CORREÇÕES: Maria Ângela Leal, curadora interina da Biblioteca Oliveira Lima, da Universidade Católica da América, não é cubana, mas americana ("O baú do diplomata", 9 de março). Na reportagem "Inclusão vertical e digital" (30 de março) há um erro na sigla da tecnologia Power Line Communication; o correto é PLC, e não PCL.

 

Nova bandeira nacional?

Depois de ver a nota "A troca das bandeiras" (16 de fevereiro), sobre algumas nações que discutem alterações em seu pavilhão, o leitor Fernando Antônio Magalhaes, de Muzambinho, em Minas Gerais, informou que lidera no Brasil um movimento por esse tipo de mudança. "A nova bandeira permanece idêntica à atual no desenho, alterando-se apenas a mensagem na faixa branca, que passa a ter inscrito em vermelho o lema: 'Amor, Ordem e Progresso'. A mudança visa a restabelecer a origem do lema positivista: 'O amor por princípio, a ordem por base e o progresso por fim'", diz Magalhaes, coordenador da campanha "Nova Bandeira para o Brasil", que aceita sugestões pelo e-mail fernandomzb@hotmail.com.

 

William Blake e Paulo Coelho

O leitor Ivan Alex Negretti, da cidade de Luís Eduardo Magalhães, na Bahia, tem uma dúvida: "Will Smith (Amarelas, 16 de março) citou a frase do livro O Alquimista 'Todo o universo está contido num grão de areia'. Segundo VEJA de 23 de março, a frase na verdade é do poeta britânico Willian Blake (1757-1827).

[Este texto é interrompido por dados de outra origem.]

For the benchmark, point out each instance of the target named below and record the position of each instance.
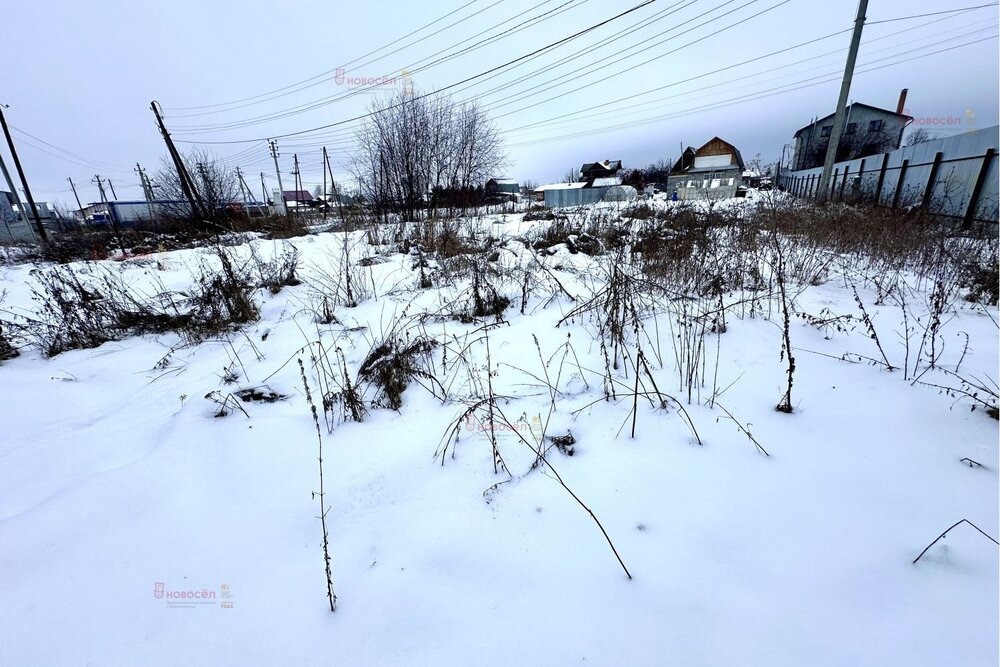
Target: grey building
(502, 186)
(867, 130)
(129, 213)
(18, 226)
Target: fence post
(931, 181)
(843, 182)
(881, 178)
(977, 190)
(899, 183)
(861, 180)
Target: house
(17, 226)
(685, 162)
(714, 171)
(296, 198)
(867, 130)
(502, 186)
(593, 171)
(128, 213)
(581, 193)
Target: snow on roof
(607, 181)
(560, 186)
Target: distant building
(129, 213)
(502, 186)
(593, 171)
(867, 131)
(294, 198)
(714, 171)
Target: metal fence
(955, 177)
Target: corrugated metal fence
(955, 177)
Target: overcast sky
(80, 76)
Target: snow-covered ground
(117, 483)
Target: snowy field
(121, 488)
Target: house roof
(687, 158)
(709, 170)
(561, 186)
(853, 104)
(606, 181)
(735, 151)
(607, 165)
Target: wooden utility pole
(146, 190)
(845, 89)
(245, 186)
(187, 185)
(24, 181)
(111, 214)
(325, 200)
(75, 196)
(273, 145)
(333, 184)
(13, 192)
(298, 183)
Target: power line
(331, 99)
(733, 66)
(328, 72)
(737, 100)
(549, 46)
(918, 16)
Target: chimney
(902, 100)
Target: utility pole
(325, 200)
(845, 89)
(298, 183)
(111, 214)
(187, 185)
(245, 187)
(13, 191)
(333, 183)
(75, 196)
(146, 190)
(281, 188)
(24, 181)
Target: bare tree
(215, 184)
(416, 146)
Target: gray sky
(80, 76)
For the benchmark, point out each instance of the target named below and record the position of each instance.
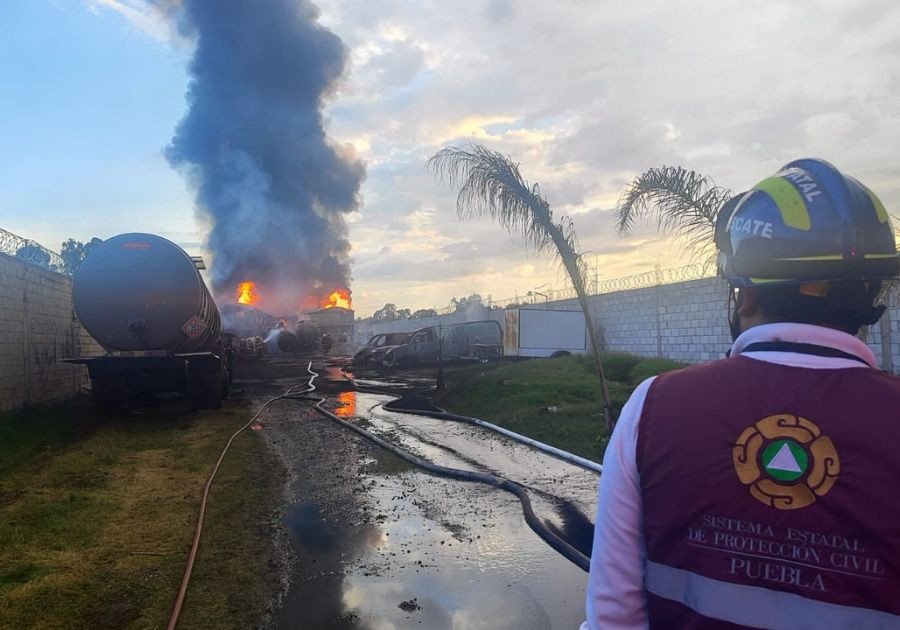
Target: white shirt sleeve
(615, 593)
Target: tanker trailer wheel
(204, 383)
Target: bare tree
(490, 184)
(684, 202)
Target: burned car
(475, 341)
(373, 352)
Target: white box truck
(543, 333)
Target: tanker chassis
(142, 298)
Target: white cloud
(585, 95)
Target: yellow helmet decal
(790, 204)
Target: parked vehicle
(143, 299)
(373, 351)
(468, 341)
(543, 333)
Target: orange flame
(338, 297)
(347, 400)
(247, 293)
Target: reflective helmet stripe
(879, 207)
(790, 204)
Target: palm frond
(490, 184)
(685, 203)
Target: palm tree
(685, 203)
(490, 184)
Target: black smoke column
(253, 146)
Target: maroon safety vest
(771, 497)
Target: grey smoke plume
(255, 151)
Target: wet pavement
(376, 543)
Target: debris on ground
(410, 605)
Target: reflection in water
(347, 401)
(477, 566)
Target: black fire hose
(551, 538)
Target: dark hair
(847, 305)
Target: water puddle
(441, 554)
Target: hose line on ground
(195, 545)
(550, 537)
(441, 414)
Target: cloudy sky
(584, 94)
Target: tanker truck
(141, 297)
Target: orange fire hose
(185, 580)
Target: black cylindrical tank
(143, 292)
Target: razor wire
(647, 279)
(30, 251)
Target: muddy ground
(371, 542)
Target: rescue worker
(763, 490)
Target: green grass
(97, 515)
(557, 401)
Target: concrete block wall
(684, 321)
(37, 330)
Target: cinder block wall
(685, 321)
(37, 330)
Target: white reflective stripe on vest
(756, 606)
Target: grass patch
(557, 401)
(97, 515)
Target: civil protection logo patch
(786, 461)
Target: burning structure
(334, 315)
(273, 188)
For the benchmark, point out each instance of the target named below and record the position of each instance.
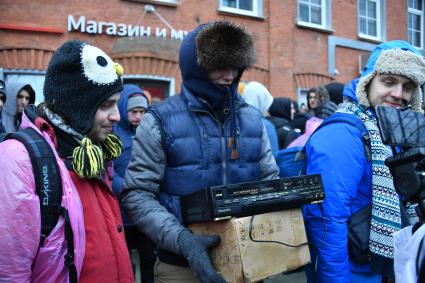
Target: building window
(243, 7)
(371, 19)
(415, 24)
(314, 13)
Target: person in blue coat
(132, 105)
(392, 77)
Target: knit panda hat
(79, 78)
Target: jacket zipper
(222, 141)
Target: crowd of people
(124, 162)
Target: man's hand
(195, 249)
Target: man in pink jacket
(81, 91)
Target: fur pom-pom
(87, 159)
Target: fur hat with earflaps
(396, 58)
(224, 44)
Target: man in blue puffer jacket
(392, 77)
(132, 105)
(208, 135)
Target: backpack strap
(47, 177)
(355, 122)
(48, 184)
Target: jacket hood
(258, 96)
(281, 107)
(394, 57)
(128, 90)
(10, 107)
(194, 75)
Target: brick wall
(283, 48)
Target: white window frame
(257, 9)
(380, 20)
(326, 15)
(421, 14)
(35, 78)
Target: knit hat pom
(112, 147)
(87, 159)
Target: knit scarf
(386, 218)
(87, 158)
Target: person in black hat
(81, 91)
(132, 106)
(208, 135)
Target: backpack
(292, 161)
(48, 183)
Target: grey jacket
(143, 179)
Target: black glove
(195, 249)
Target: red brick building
(300, 43)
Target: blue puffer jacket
(125, 132)
(198, 154)
(337, 152)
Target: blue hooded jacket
(125, 131)
(198, 154)
(336, 151)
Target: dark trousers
(146, 249)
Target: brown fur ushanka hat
(224, 44)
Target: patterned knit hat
(397, 58)
(79, 78)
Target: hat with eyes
(79, 78)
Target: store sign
(109, 28)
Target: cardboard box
(238, 259)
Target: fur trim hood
(195, 76)
(398, 58)
(225, 44)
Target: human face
(135, 115)
(390, 90)
(106, 116)
(22, 100)
(223, 77)
(312, 99)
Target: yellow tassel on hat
(119, 69)
(87, 159)
(112, 147)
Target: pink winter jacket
(21, 260)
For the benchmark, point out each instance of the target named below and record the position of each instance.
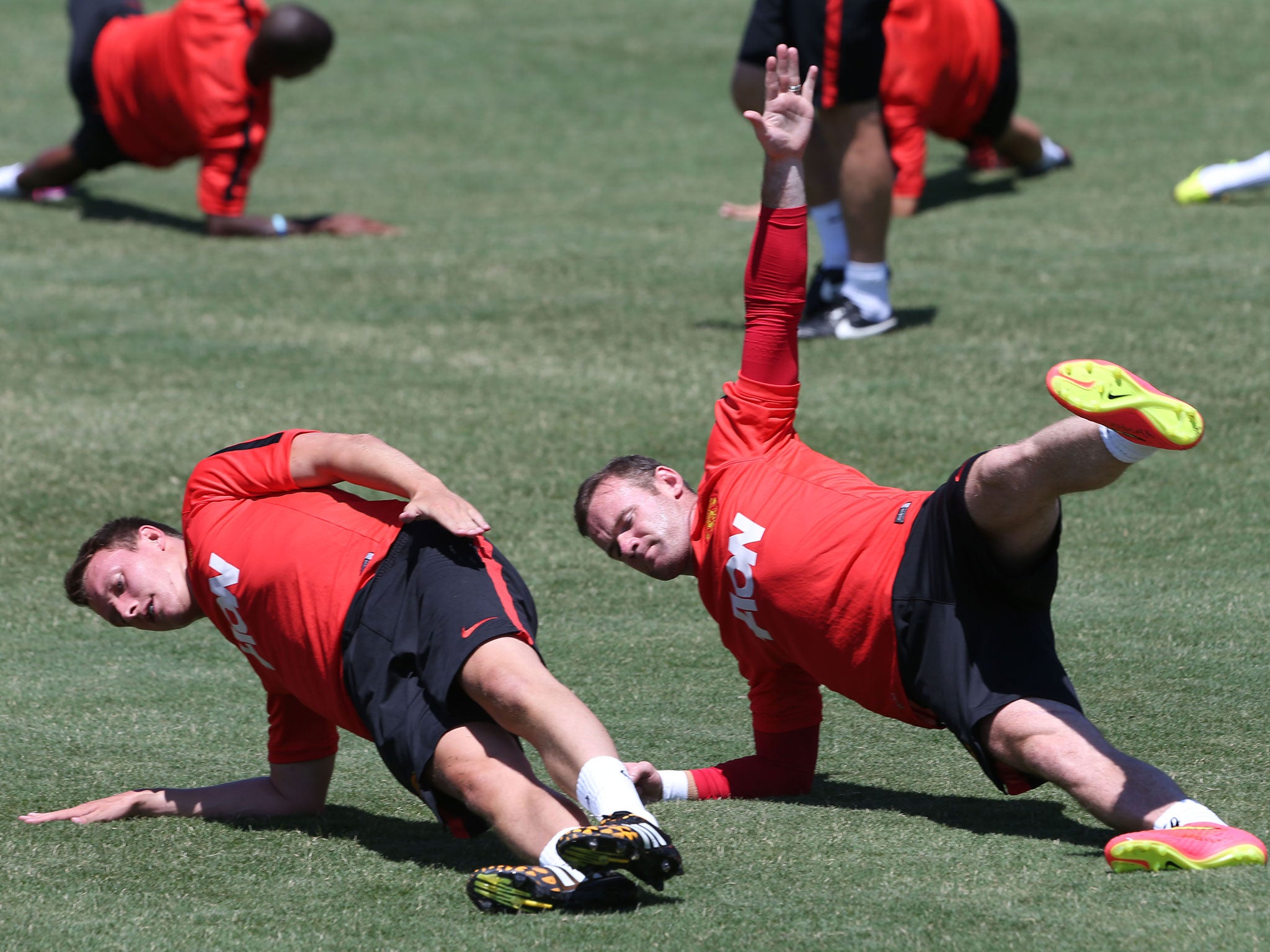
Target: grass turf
(564, 294)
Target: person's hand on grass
(436, 501)
(647, 781)
(113, 808)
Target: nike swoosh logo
(465, 632)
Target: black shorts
(842, 37)
(433, 601)
(93, 143)
(970, 635)
(1005, 94)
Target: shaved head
(293, 41)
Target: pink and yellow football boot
(1197, 845)
(1122, 402)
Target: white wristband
(675, 785)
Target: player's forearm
(774, 296)
(784, 184)
(327, 459)
(257, 796)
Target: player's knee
(479, 782)
(747, 87)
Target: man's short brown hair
(638, 470)
(117, 534)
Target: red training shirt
(173, 86)
(797, 553)
(276, 568)
(943, 59)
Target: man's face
(143, 588)
(649, 530)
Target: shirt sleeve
(253, 469)
(296, 734)
(775, 295)
(751, 419)
(783, 764)
(783, 699)
(229, 162)
(907, 150)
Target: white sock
(833, 234)
(1124, 450)
(869, 287)
(9, 180)
(605, 787)
(1228, 177)
(1185, 811)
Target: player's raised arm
(281, 226)
(776, 270)
(327, 459)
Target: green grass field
(564, 293)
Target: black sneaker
(539, 889)
(815, 301)
(843, 322)
(626, 842)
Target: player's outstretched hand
(346, 225)
(647, 781)
(113, 808)
(785, 126)
(454, 512)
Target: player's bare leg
(482, 765)
(1020, 143)
(1013, 491)
(1060, 744)
(1028, 146)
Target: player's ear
(671, 479)
(153, 535)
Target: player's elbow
(218, 226)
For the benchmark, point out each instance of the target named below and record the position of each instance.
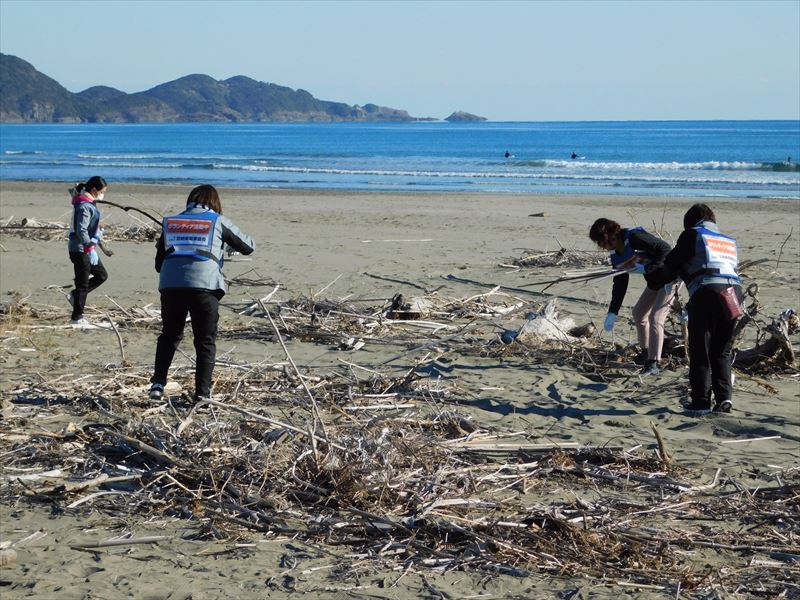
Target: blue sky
(502, 60)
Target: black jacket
(656, 249)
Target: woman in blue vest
(633, 250)
(84, 237)
(707, 261)
(189, 257)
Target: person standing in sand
(634, 250)
(707, 261)
(84, 237)
(189, 257)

Gostaria que fosse esclarecido de quem realmente é a citação". Na verdade, a frase que aparece no livro de Paulo Coelho encerra uma idéia poética presente na obra de diversos autores, desde a Antiguidade clássica, que ficou mais conhecida a partir de versos do poema Augúrios de Inocência, de Blake, que dizem: "To see a World in a Grain of Sand / And a Heaven in a Wild Flower / Hold Infinity in the palm of your hand / And Eternity in an hour" (numa tradução literal: Ver um Mundo num Grão de Areia / E um Céu numa Flor Selvagem / É ter o Infinito na palma da mão / E a Eternidade numa hora).

 

Muros da vergonha

O leitor Milton Guedes Guimarães, de João Pessoa, na Paraíba, leu o quadro "Os muros que dividem nações" (Veja essa, 30 de março) e acrescentou à lista mais um obstáculo separando nações: "Os muros apresentados por VEJA dividem nações com sérias divergências militares, étnicas, geográficas, ideológicas. Existem tensão e conflitos militares nas fronteiras. Já o muro que separa os EUA e o México é inusitado, uma vez que há um tratado mútuo de cooperação econômico-financeira, um tratado de livre-comércio e as relações diplomáticas e culturais são de completa identidade entre aquelas duas nações. Com altura de 4,5 metros, extensão de 606 quilômetros, sensores de movimento e infravermelho, o muro possui 400 holofotes especiais e cercas eletrificadas de alta voltagem. Recentemente criou-se um grupo constituído por 1 000 'voluntários', chamado oficialmente de MMP, Minuteman Project. No dia 1º de abril ele se reuniu na cidade de Tombstone, no Arizona, para iniciar o planejamento da operação Caça Emigrante". Na verdade os americanos recebem todo ano 1 milhão de imigrantes legais, e o caso da fronteira México–Estados Unidos é mais um problema econômico, muito diferente dos casos citados por VEJA.